We attended the funeral. At the viewing Trevor was very quiet. It was like he knew that we were somewhere special.  The little boy was dressed in a little suit. He looked handsome and peaceful. He was holding a little orange matchbox car in his hand (probably his favorite). It was EXACTLY like one that Trevor plays with. Suddenly the moment became very real for me. This could easily have been my son.

Inside the coffin was taped the instructions for how to pray, a picture of his cat, an old ratty stuffed animal and pinned to his shirt was one of the missionaries' name badges.

It was very emotional and beautiful. I was very happy that we were able to go and remember this amazing little boy's life.

We have heard about many other deaths and serious injuries of autistic children in our community. Last summer a child somehow fell out of a window. You are probably thinking that the parent was to blame, however many of these little kiddos have something called SPD-- Sensory Processing Disorder. Some kids require more 'input' of their senses to feel regulated. This could include seeking out really strong odors, or eating things that are very flavored (not even always edible things). They may like to be up high and jump off of high things-- and because they have a very high tolerance for pain they can get injured and be eager to do it again. They often like unique textures or need to experience things in their mouths or touch things that are hot. Trevor likes to have his body squeezed very tight, especially his head, and he insists the TV is always on. Sometime it is very hard to find ways to keep them stimulated and so they go searching for things that often are very unusual to someone not familiar to the disorder. Trevor has this disorder.

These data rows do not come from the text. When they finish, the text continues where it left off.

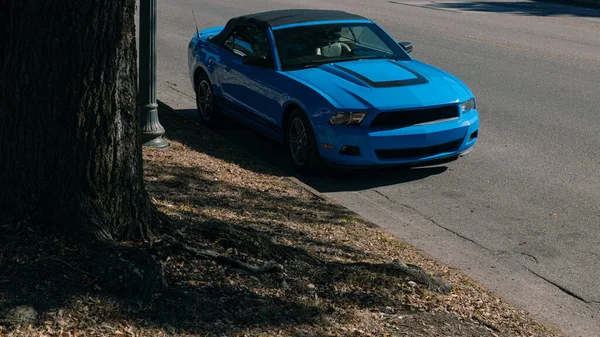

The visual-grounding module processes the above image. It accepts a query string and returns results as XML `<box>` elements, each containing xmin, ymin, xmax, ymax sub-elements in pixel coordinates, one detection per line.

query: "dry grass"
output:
<box><xmin>0</xmin><ymin>106</ymin><xmax>554</xmax><ymax>336</ymax></box>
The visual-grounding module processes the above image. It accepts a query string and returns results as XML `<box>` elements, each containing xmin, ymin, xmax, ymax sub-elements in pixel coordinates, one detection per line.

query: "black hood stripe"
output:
<box><xmin>333</xmin><ymin>61</ymin><xmax>429</xmax><ymax>88</ymax></box>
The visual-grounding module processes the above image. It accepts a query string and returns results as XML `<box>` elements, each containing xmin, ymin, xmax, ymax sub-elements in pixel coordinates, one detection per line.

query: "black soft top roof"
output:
<box><xmin>211</xmin><ymin>9</ymin><xmax>367</xmax><ymax>44</ymax></box>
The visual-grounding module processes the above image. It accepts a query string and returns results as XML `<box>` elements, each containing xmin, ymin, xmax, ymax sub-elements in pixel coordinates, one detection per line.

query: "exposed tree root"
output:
<box><xmin>394</xmin><ymin>261</ymin><xmax>452</xmax><ymax>294</ymax></box>
<box><xmin>163</xmin><ymin>235</ymin><xmax>283</xmax><ymax>274</ymax></box>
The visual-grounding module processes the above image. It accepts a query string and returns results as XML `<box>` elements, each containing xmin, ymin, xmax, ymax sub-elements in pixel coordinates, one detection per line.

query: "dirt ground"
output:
<box><xmin>0</xmin><ymin>109</ymin><xmax>559</xmax><ymax>336</ymax></box>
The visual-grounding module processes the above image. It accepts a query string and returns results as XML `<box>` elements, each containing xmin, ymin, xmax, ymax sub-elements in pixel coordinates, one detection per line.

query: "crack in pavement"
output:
<box><xmin>373</xmin><ymin>190</ymin><xmax>493</xmax><ymax>252</ymax></box>
<box><xmin>372</xmin><ymin>189</ymin><xmax>539</xmax><ymax>263</ymax></box>
<box><xmin>519</xmin><ymin>252</ymin><xmax>540</xmax><ymax>263</ymax></box>
<box><xmin>524</xmin><ymin>267</ymin><xmax>600</xmax><ymax>304</ymax></box>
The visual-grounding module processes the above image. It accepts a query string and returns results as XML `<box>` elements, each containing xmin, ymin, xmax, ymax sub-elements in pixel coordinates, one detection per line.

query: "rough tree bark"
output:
<box><xmin>0</xmin><ymin>0</ymin><xmax>164</xmax><ymax>298</ymax></box>
<box><xmin>0</xmin><ymin>0</ymin><xmax>152</xmax><ymax>240</ymax></box>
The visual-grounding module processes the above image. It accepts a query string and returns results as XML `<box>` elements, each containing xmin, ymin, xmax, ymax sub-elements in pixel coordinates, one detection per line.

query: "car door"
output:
<box><xmin>221</xmin><ymin>25</ymin><xmax>282</xmax><ymax>132</ymax></box>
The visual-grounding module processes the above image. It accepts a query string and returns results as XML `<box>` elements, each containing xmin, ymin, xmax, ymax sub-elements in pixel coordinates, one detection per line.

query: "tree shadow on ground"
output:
<box><xmin>423</xmin><ymin>1</ymin><xmax>600</xmax><ymax>18</ymax></box>
<box><xmin>0</xmin><ymin>106</ymin><xmax>490</xmax><ymax>336</ymax></box>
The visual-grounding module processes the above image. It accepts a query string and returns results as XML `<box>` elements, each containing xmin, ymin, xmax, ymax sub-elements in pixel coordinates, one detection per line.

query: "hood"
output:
<box><xmin>288</xmin><ymin>59</ymin><xmax>472</xmax><ymax>110</ymax></box>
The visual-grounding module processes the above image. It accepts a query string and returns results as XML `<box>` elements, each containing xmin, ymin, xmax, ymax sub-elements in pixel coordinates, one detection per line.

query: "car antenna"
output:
<box><xmin>192</xmin><ymin>9</ymin><xmax>200</xmax><ymax>37</ymax></box>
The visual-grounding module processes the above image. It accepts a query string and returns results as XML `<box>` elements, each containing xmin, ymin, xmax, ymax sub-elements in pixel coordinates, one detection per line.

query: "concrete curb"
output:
<box><xmin>533</xmin><ymin>0</ymin><xmax>600</xmax><ymax>9</ymax></box>
<box><xmin>157</xmin><ymin>97</ymin><xmax>564</xmax><ymax>336</ymax></box>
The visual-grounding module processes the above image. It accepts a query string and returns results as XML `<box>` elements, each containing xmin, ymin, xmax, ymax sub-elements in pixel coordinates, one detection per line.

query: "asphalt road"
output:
<box><xmin>151</xmin><ymin>0</ymin><xmax>600</xmax><ymax>336</ymax></box>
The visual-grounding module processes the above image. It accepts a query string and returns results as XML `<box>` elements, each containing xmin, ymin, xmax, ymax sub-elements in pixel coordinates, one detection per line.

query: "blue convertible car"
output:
<box><xmin>188</xmin><ymin>9</ymin><xmax>479</xmax><ymax>172</ymax></box>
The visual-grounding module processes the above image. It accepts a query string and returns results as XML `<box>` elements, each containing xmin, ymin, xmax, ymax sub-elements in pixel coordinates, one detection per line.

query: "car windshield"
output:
<box><xmin>273</xmin><ymin>23</ymin><xmax>410</xmax><ymax>70</ymax></box>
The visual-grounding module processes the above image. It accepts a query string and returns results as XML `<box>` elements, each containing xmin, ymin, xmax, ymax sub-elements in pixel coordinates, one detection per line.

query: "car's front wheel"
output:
<box><xmin>196</xmin><ymin>72</ymin><xmax>223</xmax><ymax>127</ymax></box>
<box><xmin>285</xmin><ymin>109</ymin><xmax>322</xmax><ymax>173</ymax></box>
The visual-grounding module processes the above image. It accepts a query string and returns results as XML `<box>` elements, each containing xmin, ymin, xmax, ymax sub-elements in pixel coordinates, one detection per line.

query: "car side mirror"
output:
<box><xmin>398</xmin><ymin>42</ymin><xmax>412</xmax><ymax>53</ymax></box>
<box><xmin>242</xmin><ymin>56</ymin><xmax>271</xmax><ymax>68</ymax></box>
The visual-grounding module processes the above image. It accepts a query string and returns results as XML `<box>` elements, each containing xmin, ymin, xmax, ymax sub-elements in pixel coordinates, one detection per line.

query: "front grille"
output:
<box><xmin>370</xmin><ymin>104</ymin><xmax>458</xmax><ymax>129</ymax></box>
<box><xmin>375</xmin><ymin>139</ymin><xmax>462</xmax><ymax>159</ymax></box>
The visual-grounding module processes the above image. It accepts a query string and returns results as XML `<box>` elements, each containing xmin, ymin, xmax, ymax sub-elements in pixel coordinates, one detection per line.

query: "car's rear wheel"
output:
<box><xmin>285</xmin><ymin>109</ymin><xmax>322</xmax><ymax>173</ymax></box>
<box><xmin>196</xmin><ymin>72</ymin><xmax>223</xmax><ymax>127</ymax></box>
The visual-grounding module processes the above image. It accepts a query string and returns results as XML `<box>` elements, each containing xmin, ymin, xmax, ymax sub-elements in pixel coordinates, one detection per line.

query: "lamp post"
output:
<box><xmin>139</xmin><ymin>0</ymin><xmax>169</xmax><ymax>148</ymax></box>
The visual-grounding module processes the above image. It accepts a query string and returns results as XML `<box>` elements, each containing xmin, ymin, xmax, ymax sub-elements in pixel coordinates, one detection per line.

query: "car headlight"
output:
<box><xmin>460</xmin><ymin>98</ymin><xmax>477</xmax><ymax>114</ymax></box>
<box><xmin>329</xmin><ymin>112</ymin><xmax>367</xmax><ymax>125</ymax></box>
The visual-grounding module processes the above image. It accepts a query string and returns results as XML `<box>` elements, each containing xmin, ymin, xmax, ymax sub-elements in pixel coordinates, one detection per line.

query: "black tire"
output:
<box><xmin>285</xmin><ymin>109</ymin><xmax>322</xmax><ymax>173</ymax></box>
<box><xmin>196</xmin><ymin>72</ymin><xmax>223</xmax><ymax>127</ymax></box>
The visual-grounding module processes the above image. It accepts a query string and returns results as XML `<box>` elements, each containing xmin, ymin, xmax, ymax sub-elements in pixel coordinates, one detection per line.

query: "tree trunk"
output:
<box><xmin>0</xmin><ymin>0</ymin><xmax>152</xmax><ymax>241</ymax></box>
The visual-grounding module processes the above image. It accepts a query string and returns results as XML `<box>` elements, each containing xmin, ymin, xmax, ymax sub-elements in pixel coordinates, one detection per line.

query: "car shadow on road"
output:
<box><xmin>423</xmin><ymin>0</ymin><xmax>600</xmax><ymax>18</ymax></box>
<box><xmin>165</xmin><ymin>106</ymin><xmax>448</xmax><ymax>193</ymax></box>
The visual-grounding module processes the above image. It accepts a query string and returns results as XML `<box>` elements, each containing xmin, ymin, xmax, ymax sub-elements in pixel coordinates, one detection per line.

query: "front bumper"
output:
<box><xmin>315</xmin><ymin>110</ymin><xmax>479</xmax><ymax>167</ymax></box>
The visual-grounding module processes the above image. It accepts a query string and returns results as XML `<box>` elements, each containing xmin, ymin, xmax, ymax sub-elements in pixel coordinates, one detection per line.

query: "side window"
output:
<box><xmin>225</xmin><ymin>25</ymin><xmax>271</xmax><ymax>58</ymax></box>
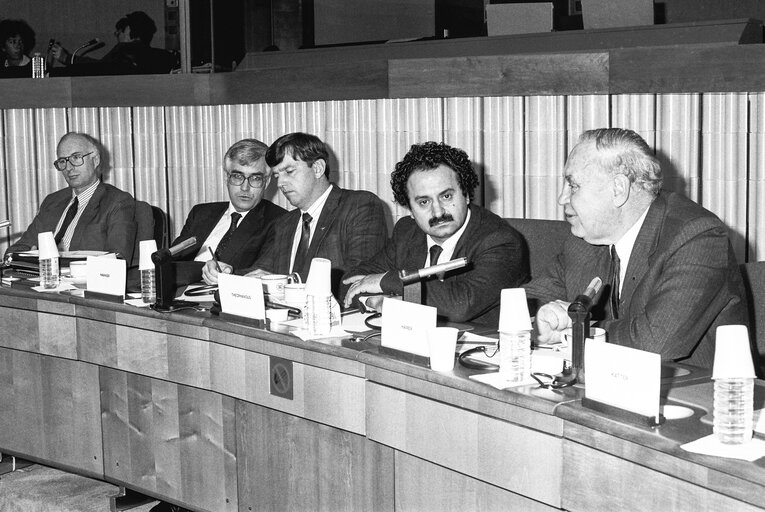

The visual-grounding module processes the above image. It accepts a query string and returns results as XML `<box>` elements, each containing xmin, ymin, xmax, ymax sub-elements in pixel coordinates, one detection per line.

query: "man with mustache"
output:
<box><xmin>224</xmin><ymin>132</ymin><xmax>388</xmax><ymax>297</ymax></box>
<box><xmin>526</xmin><ymin>128</ymin><xmax>747</xmax><ymax>367</ymax></box>
<box><xmin>343</xmin><ymin>142</ymin><xmax>529</xmax><ymax>328</ymax></box>
<box><xmin>172</xmin><ymin>139</ymin><xmax>285</xmax><ymax>284</ymax></box>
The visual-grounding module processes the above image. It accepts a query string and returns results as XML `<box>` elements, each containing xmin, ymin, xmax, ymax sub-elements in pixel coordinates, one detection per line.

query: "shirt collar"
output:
<box><xmin>426</xmin><ymin>207</ymin><xmax>471</xmax><ymax>256</ymax></box>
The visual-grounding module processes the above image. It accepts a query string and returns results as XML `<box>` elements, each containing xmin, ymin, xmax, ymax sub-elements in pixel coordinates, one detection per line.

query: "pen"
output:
<box><xmin>207</xmin><ymin>246</ymin><xmax>223</xmax><ymax>273</ymax></box>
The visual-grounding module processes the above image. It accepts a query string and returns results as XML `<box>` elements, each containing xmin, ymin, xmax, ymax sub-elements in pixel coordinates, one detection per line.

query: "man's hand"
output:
<box><xmin>202</xmin><ymin>260</ymin><xmax>234</xmax><ymax>284</ymax></box>
<box><xmin>537</xmin><ymin>300</ymin><xmax>571</xmax><ymax>343</ymax></box>
<box><xmin>343</xmin><ymin>273</ymin><xmax>385</xmax><ymax>308</ymax></box>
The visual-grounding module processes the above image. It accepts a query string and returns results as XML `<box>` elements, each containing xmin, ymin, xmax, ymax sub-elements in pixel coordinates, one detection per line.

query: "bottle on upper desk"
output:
<box><xmin>32</xmin><ymin>52</ymin><xmax>45</xmax><ymax>78</ymax></box>
<box><xmin>138</xmin><ymin>240</ymin><xmax>157</xmax><ymax>304</ymax></box>
<box><xmin>712</xmin><ymin>325</ymin><xmax>755</xmax><ymax>444</ymax></box>
<box><xmin>37</xmin><ymin>231</ymin><xmax>60</xmax><ymax>290</ymax></box>
<box><xmin>499</xmin><ymin>288</ymin><xmax>531</xmax><ymax>382</ymax></box>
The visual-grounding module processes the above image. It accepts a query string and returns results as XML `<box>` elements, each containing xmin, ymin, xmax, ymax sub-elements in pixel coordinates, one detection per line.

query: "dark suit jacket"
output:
<box><xmin>347</xmin><ymin>204</ymin><xmax>529</xmax><ymax>328</ymax></box>
<box><xmin>171</xmin><ymin>199</ymin><xmax>286</xmax><ymax>282</ymax></box>
<box><xmin>245</xmin><ymin>186</ymin><xmax>388</xmax><ymax>298</ymax></box>
<box><xmin>6</xmin><ymin>182</ymin><xmax>136</xmax><ymax>266</ymax></box>
<box><xmin>526</xmin><ymin>192</ymin><xmax>747</xmax><ymax>367</ymax></box>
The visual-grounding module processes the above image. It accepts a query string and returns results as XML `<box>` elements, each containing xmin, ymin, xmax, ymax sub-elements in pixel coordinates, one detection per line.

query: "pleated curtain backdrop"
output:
<box><xmin>0</xmin><ymin>93</ymin><xmax>765</xmax><ymax>262</ymax></box>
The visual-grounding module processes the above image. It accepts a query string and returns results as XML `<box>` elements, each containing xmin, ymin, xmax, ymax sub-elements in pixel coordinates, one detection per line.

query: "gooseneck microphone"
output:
<box><xmin>69</xmin><ymin>37</ymin><xmax>106</xmax><ymax>64</ymax></box>
<box><xmin>567</xmin><ymin>277</ymin><xmax>603</xmax><ymax>384</ymax></box>
<box><xmin>398</xmin><ymin>257</ymin><xmax>468</xmax><ymax>284</ymax></box>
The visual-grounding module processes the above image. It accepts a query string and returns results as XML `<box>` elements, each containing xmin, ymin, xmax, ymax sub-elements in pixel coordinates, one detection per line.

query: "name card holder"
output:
<box><xmin>582</xmin><ymin>397</ymin><xmax>665</xmax><ymax>427</ymax></box>
<box><xmin>582</xmin><ymin>339</ymin><xmax>664</xmax><ymax>427</ymax></box>
<box><xmin>83</xmin><ymin>255</ymin><xmax>127</xmax><ymax>304</ymax></box>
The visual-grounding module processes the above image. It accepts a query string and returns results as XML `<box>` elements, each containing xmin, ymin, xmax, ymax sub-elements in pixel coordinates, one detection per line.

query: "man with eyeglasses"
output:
<box><xmin>6</xmin><ymin>132</ymin><xmax>136</xmax><ymax>266</ymax></box>
<box><xmin>173</xmin><ymin>139</ymin><xmax>285</xmax><ymax>284</ymax></box>
<box><xmin>237</xmin><ymin>132</ymin><xmax>388</xmax><ymax>297</ymax></box>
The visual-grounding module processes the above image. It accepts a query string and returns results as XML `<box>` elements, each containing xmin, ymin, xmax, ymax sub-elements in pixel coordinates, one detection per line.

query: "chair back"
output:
<box><xmin>505</xmin><ymin>218</ymin><xmax>571</xmax><ymax>279</ymax></box>
<box><xmin>151</xmin><ymin>206</ymin><xmax>170</xmax><ymax>249</ymax></box>
<box><xmin>740</xmin><ymin>261</ymin><xmax>765</xmax><ymax>377</ymax></box>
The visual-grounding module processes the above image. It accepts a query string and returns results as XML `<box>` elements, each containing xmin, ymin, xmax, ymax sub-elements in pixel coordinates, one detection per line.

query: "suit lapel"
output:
<box><xmin>304</xmin><ymin>185</ymin><xmax>342</xmax><ymax>262</ymax></box>
<box><xmin>620</xmin><ymin>195</ymin><xmax>667</xmax><ymax>308</ymax></box>
<box><xmin>69</xmin><ymin>181</ymin><xmax>103</xmax><ymax>249</ymax></box>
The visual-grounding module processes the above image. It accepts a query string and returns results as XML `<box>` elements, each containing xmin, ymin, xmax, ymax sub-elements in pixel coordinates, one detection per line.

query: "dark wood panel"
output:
<box><xmin>610</xmin><ymin>44</ymin><xmax>765</xmax><ymax>94</ymax></box>
<box><xmin>395</xmin><ymin>451</ymin><xmax>560</xmax><ymax>512</ymax></box>
<box><xmin>0</xmin><ymin>349</ymin><xmax>103</xmax><ymax>477</ymax></box>
<box><xmin>101</xmin><ymin>368</ymin><xmax>238</xmax><ymax>511</ymax></box>
<box><xmin>239</xmin><ymin>19</ymin><xmax>762</xmax><ymax>70</ymax></box>
<box><xmin>563</xmin><ymin>441</ymin><xmax>761</xmax><ymax>512</ymax></box>
<box><xmin>210</xmin><ymin>61</ymin><xmax>388</xmax><ymax>104</ymax></box>
<box><xmin>389</xmin><ymin>53</ymin><xmax>608</xmax><ymax>98</ymax></box>
<box><xmin>71</xmin><ymin>74</ymin><xmax>211</xmax><ymax>107</ymax></box>
<box><xmin>236</xmin><ymin>401</ymin><xmax>394</xmax><ymax>512</ymax></box>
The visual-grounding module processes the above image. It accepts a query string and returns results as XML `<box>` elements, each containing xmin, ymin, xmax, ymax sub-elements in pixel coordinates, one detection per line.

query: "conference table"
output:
<box><xmin>0</xmin><ymin>287</ymin><xmax>765</xmax><ymax>512</ymax></box>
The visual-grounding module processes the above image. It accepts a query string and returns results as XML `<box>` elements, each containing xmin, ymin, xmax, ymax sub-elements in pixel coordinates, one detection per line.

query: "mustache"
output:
<box><xmin>428</xmin><ymin>213</ymin><xmax>454</xmax><ymax>228</ymax></box>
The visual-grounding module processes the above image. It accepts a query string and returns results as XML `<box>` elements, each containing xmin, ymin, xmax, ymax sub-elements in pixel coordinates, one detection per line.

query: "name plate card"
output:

 As you can imagine there are also kids with SPD that have the opposite problem and cannot stand very much input-- they hate colorful things, many foods, noises, smells, fabrics etc. Trevor has an unusual form of SPD, where he has both a huge need for input and major aversions to some stimuli. We never know from day to day, minute to minute what his body will need. He has a lot of tantrums, often violent because he cant tell us what he needs or what is bothering him.

Maybe this mom had done everything imaginable to keep her child from the windows-- child proof them, blocked them but, his desperate need for input just took over and he finally made it out in the split second she wasn't looking.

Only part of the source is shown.